Türkiye’de siyasetin bu hususlarda da söyleyecek sözü yok.
Varsa yoksa dindarlık-laiklik, Sünnilik-Alevilik, Türklük-Kürtlük üzerinden yürüyor, adına siyaset dedikleri köşe kapmaca oyunu.
***
Biz gençken yaygın olan bir sosyal teoriye göre, gelişmiş ülkeler ile gelişmemiş olanlar, sahip oldukları şehir sayısına göre tasnif edilebilirlerdi. Gelişmiş ülkelerin çok sayıda şehri vardı ama mesela Brezilya’nın Rio’sundan, Mısır’ın Kahire’sinden gayrı şehri yoktu.
O dönemde Türkiye’nin deve dişi gibi şehirleri vardı.
Artık yok.
Sözünü ettiğim teoriye itibar edecek olursak eğer, Türkiye giderek daha az gelişmiş bir ülke olmaya doğru yol alırken kalkındı. Eh, bana da zaten tam da böyle oldu gibi geliyor.
***
Bir insanın hangi okuldan mezun olduğunu kolayca tahmin edemem. Mülkiyelileri biraz, ODTÜ’lüleri daha güvenle teşhis edebilirim ama mesela İstanbul Üniversitesi mezunu ile Hacettepe mezununu birbirinden ayırt edemem. Ama mesela Erzurumlu birini Konyalıdan, onu Balıkesirliden, onu da Samsunludan ayırt edebilirim. Birkaç saat kâfi gelir genellikle.

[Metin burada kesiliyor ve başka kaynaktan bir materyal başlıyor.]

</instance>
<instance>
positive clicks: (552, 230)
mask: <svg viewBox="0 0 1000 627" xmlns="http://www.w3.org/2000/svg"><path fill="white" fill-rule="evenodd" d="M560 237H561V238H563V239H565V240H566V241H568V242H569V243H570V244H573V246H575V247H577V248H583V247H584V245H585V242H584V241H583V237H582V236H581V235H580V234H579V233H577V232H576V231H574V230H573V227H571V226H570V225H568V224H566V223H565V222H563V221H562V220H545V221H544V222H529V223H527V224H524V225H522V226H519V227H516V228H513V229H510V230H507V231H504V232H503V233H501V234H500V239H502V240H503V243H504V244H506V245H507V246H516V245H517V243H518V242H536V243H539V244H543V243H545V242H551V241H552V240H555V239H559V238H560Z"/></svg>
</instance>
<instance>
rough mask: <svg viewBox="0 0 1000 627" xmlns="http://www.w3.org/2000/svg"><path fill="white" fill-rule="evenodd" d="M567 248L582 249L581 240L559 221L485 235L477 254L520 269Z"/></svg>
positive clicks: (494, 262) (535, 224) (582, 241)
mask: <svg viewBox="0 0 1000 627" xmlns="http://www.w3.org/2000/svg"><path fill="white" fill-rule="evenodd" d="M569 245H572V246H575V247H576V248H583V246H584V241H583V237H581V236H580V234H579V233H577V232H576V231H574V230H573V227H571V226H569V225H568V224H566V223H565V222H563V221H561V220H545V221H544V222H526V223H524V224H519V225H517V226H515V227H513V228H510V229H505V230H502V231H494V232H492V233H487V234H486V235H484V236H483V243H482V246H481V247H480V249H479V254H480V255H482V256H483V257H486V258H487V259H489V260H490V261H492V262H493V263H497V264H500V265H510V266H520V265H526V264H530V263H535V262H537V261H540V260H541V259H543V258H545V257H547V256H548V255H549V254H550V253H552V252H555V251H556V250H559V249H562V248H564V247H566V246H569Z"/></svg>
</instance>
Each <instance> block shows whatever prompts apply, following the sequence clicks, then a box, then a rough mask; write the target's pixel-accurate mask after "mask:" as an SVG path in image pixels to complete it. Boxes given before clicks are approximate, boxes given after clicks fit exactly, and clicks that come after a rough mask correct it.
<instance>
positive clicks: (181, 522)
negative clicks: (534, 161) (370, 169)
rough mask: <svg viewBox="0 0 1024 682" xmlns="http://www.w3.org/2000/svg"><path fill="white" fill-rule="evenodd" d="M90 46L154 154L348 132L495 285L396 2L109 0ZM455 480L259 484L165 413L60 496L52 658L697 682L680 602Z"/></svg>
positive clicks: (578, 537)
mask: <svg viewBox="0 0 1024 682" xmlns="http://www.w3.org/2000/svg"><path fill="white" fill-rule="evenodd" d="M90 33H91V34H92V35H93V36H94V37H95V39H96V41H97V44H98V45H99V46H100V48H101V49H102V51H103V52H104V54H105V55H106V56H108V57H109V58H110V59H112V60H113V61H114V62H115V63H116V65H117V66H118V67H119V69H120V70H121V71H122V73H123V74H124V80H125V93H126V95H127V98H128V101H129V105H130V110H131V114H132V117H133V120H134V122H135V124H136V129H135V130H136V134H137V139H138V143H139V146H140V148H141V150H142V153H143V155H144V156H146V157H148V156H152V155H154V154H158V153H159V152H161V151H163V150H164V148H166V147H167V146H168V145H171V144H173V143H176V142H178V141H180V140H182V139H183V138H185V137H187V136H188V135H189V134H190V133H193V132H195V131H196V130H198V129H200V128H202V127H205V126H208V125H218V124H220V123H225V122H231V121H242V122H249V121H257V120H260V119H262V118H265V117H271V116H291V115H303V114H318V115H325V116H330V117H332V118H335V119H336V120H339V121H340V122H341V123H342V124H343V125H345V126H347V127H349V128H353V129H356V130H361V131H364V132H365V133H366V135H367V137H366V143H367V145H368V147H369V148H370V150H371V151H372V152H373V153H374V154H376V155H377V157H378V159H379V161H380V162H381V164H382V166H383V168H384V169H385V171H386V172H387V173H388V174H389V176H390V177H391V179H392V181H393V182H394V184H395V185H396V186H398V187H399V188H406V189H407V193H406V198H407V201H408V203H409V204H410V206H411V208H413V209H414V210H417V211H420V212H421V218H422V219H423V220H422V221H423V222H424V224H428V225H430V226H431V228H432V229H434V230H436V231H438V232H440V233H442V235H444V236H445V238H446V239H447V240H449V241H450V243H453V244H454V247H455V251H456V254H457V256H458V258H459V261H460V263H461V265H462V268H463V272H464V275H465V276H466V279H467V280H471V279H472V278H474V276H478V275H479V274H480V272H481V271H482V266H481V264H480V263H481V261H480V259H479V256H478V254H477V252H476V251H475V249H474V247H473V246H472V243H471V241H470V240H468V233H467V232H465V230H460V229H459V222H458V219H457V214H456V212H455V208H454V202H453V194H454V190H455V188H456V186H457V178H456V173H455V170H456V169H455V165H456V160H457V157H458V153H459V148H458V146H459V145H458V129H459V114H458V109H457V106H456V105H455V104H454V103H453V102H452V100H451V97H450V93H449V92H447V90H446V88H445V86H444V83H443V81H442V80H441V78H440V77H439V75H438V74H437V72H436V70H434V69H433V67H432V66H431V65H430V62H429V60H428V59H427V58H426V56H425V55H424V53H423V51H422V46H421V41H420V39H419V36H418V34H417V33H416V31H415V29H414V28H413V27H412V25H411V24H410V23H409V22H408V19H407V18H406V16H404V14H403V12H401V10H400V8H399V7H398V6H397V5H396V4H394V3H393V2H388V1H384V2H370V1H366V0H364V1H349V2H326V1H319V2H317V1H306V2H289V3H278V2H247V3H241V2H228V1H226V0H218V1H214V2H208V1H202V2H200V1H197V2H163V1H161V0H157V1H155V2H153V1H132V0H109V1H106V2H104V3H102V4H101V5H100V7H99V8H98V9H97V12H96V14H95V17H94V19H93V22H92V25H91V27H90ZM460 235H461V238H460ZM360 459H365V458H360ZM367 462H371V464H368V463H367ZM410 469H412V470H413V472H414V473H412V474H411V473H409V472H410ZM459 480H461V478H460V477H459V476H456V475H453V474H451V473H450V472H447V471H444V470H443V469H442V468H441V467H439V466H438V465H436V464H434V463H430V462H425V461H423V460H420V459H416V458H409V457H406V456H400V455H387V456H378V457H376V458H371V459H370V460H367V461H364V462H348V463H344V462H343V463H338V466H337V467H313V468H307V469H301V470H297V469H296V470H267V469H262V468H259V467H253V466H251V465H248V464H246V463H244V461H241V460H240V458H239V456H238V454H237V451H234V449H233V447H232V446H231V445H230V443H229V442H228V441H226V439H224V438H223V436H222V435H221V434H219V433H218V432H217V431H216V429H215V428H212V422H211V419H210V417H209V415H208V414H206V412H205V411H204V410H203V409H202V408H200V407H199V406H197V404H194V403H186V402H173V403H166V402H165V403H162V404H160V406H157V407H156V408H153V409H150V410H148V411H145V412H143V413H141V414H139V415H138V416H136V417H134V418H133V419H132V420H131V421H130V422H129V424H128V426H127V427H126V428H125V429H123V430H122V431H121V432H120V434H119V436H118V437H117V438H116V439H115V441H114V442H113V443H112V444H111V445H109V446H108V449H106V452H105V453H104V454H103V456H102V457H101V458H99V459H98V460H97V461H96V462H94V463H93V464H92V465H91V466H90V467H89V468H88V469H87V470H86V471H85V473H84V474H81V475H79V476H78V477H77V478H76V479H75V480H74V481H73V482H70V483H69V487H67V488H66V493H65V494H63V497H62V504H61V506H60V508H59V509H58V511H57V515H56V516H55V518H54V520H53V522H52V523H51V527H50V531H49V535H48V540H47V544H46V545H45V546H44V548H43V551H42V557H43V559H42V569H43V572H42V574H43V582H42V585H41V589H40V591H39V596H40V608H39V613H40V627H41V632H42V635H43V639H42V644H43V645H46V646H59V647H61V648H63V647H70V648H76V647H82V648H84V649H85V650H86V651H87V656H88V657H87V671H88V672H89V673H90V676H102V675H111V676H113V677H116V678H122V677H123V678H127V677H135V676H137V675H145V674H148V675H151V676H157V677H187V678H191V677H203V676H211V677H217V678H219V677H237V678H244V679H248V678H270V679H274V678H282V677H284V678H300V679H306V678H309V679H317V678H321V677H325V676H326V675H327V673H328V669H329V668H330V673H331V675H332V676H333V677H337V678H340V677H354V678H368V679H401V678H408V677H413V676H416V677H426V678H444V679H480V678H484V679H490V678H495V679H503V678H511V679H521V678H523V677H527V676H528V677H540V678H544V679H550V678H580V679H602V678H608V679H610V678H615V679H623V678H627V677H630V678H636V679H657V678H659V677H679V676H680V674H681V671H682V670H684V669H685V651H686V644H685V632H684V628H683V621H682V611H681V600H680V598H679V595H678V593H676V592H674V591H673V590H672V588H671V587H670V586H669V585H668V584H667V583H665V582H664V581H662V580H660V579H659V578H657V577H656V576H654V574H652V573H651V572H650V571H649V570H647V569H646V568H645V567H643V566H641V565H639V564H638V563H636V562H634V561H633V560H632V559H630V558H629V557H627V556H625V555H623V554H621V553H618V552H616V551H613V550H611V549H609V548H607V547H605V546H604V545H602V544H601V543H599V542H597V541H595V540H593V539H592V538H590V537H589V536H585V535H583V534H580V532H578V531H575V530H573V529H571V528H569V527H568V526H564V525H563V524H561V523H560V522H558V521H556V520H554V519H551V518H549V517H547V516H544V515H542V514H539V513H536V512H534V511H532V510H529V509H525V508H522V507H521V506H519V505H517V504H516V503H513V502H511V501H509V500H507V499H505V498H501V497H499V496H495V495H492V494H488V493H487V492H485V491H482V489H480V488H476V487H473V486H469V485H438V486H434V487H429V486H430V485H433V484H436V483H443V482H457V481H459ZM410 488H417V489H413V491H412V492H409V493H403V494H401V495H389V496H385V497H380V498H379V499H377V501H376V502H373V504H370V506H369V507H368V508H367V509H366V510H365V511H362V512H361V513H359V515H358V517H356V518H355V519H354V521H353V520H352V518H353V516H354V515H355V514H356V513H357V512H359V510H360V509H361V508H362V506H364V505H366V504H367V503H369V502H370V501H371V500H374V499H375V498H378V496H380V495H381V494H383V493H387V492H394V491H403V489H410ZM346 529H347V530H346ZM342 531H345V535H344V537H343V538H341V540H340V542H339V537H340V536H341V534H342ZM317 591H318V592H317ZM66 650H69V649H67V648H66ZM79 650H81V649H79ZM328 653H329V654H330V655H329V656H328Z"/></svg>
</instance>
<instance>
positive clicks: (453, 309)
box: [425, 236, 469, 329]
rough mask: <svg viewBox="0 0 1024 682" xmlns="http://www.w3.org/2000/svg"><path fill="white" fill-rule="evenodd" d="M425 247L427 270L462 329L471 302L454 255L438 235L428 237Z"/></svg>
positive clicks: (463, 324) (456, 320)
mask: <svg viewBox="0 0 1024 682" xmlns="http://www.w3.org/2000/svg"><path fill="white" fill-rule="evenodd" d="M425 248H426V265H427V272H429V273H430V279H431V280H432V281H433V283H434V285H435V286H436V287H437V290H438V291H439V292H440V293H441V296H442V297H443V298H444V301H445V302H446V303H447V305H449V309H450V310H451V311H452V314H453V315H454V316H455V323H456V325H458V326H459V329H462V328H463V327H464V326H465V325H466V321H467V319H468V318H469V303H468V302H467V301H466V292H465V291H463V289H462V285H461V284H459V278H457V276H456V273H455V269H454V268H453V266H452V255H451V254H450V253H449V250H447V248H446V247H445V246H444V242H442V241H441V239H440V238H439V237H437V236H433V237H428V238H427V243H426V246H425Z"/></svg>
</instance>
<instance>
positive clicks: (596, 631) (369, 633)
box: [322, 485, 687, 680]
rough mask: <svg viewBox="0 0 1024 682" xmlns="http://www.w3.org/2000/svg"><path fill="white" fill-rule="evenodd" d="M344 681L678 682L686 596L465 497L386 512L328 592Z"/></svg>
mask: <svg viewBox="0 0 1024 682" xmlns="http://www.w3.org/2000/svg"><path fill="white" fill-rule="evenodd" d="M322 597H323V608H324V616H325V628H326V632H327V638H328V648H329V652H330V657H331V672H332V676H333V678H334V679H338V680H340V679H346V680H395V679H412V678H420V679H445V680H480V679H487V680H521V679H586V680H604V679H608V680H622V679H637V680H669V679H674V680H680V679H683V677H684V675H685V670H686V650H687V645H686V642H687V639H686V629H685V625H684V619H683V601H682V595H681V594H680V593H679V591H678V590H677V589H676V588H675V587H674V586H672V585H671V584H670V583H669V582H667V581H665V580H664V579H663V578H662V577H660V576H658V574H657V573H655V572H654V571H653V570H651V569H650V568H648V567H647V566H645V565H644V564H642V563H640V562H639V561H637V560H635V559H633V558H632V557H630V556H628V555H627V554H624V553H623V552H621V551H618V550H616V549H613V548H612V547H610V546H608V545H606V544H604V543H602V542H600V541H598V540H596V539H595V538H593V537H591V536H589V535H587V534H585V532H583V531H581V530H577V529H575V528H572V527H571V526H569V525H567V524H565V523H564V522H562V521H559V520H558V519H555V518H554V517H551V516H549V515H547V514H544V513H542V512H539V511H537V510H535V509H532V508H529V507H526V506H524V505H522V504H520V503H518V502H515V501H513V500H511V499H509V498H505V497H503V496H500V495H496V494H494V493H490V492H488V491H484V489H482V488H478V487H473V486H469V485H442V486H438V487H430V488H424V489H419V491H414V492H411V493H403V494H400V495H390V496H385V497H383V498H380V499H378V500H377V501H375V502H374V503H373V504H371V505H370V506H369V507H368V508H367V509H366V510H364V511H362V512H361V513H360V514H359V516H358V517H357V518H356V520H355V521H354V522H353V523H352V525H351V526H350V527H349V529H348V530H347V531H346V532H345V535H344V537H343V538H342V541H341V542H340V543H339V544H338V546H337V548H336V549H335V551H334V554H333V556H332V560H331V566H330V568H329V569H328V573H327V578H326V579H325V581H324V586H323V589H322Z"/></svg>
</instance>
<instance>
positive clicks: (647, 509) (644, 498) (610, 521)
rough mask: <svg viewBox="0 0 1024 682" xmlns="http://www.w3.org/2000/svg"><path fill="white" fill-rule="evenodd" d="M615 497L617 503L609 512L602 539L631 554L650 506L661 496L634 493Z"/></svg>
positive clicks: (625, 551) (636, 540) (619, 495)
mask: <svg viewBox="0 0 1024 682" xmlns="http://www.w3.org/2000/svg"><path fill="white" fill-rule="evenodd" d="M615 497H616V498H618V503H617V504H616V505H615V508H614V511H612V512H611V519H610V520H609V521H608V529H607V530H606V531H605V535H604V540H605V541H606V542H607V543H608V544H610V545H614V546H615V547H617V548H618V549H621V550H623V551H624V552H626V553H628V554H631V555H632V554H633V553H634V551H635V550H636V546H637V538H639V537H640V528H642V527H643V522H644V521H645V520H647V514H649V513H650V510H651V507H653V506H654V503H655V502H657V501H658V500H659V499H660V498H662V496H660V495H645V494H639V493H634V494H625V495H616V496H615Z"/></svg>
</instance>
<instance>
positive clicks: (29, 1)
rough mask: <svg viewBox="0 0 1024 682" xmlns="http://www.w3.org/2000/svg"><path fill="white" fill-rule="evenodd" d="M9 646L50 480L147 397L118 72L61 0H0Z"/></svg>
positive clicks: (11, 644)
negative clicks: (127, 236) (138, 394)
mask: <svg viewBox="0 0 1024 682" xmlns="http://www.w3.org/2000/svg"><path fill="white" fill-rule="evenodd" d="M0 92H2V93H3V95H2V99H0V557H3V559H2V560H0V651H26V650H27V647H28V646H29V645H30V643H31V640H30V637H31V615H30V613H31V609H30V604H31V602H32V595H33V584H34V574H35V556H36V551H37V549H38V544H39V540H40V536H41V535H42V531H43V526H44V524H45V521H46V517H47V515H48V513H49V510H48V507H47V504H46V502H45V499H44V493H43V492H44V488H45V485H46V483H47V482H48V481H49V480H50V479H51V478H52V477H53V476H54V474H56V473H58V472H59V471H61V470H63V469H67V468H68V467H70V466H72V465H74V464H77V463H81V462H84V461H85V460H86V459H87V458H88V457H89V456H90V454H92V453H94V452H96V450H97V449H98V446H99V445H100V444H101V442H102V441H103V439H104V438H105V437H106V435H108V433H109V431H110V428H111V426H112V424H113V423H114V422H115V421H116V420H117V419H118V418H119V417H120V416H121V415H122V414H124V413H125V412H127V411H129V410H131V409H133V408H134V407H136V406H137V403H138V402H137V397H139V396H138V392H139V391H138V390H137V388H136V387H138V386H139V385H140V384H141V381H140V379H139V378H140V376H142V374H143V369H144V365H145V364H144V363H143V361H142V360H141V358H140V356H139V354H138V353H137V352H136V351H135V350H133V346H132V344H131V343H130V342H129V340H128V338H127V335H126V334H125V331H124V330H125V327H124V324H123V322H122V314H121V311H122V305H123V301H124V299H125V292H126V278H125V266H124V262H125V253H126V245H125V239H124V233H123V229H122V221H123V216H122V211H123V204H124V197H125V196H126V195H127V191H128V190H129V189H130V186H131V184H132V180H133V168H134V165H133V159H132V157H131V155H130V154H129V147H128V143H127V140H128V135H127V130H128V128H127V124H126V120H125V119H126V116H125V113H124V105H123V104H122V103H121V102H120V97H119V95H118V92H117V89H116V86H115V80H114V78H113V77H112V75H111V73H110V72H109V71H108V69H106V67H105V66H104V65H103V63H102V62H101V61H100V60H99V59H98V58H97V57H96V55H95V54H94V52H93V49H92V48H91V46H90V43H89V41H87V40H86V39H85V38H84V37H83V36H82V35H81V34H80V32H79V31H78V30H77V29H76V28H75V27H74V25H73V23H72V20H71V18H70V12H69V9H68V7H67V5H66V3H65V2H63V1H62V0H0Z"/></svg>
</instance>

Yani şehir, insana, okuduğu okuldan daha derin bir damga vurur.
Dahası, bir insanın dinle ilişkisi mesela, siyasi duruşundan daha çok, büyüdüğü şehre endeksli olur. Malatyalı ortalama bir CHP’li, Edirneli ortalama bir AKP’liden daha çok namaz kılar veya daha az oruç yer. Bir adamın kadınlar, bir kadının erkekler hakkındaki tutumu da, siyasi tercihinden veya okuduğu okullardan çok, büyüdüğü/yaşadığı yer tarafından belirlenir.
Türkiye’nin şehirleri, hepimizin gözleri önünde birer birer öldü. Erzurum’un mesela, Türkiye hakkında söyleyecek hiçbir sözü, Türkiye’de hiçbir izi kalmadı. Çünkü zaten Erzurum kalmadı. Bursa, Trabzon, Gaziantep, Mersin kalmadı. İzmir kalmadı ya, dahası var mı?
Türkiye’nin şehirleri hepimizin gözleri önünde birer birer ölürken, memleketin Cumhuriyetçi çocukları 28 Şubatlar imal edip, şehirleri olmayan memleketi çağdaşlaştırmaya filan kalkıştılar. Şimdi de tastamam aynı şeyi yapmaya çalışıyorlar.
Medeniyet kelimesinin Batılı dillerdeki karşılıkları, genellikle, şehir kelimesi ile aynı kökten gelir. Türkçede de medeniyet kelimesi, bir şehir olan Medine’nin adından türemiş. Şehir yoksa medeniyet yok.
Kasabalı bir topluluk dişe dokunur bir şey yapamaz. Filanca partinin başına falancanın geçmesiyle, Cumhurbaşkanlığı makamına filancanın oturmasıyla olmaz.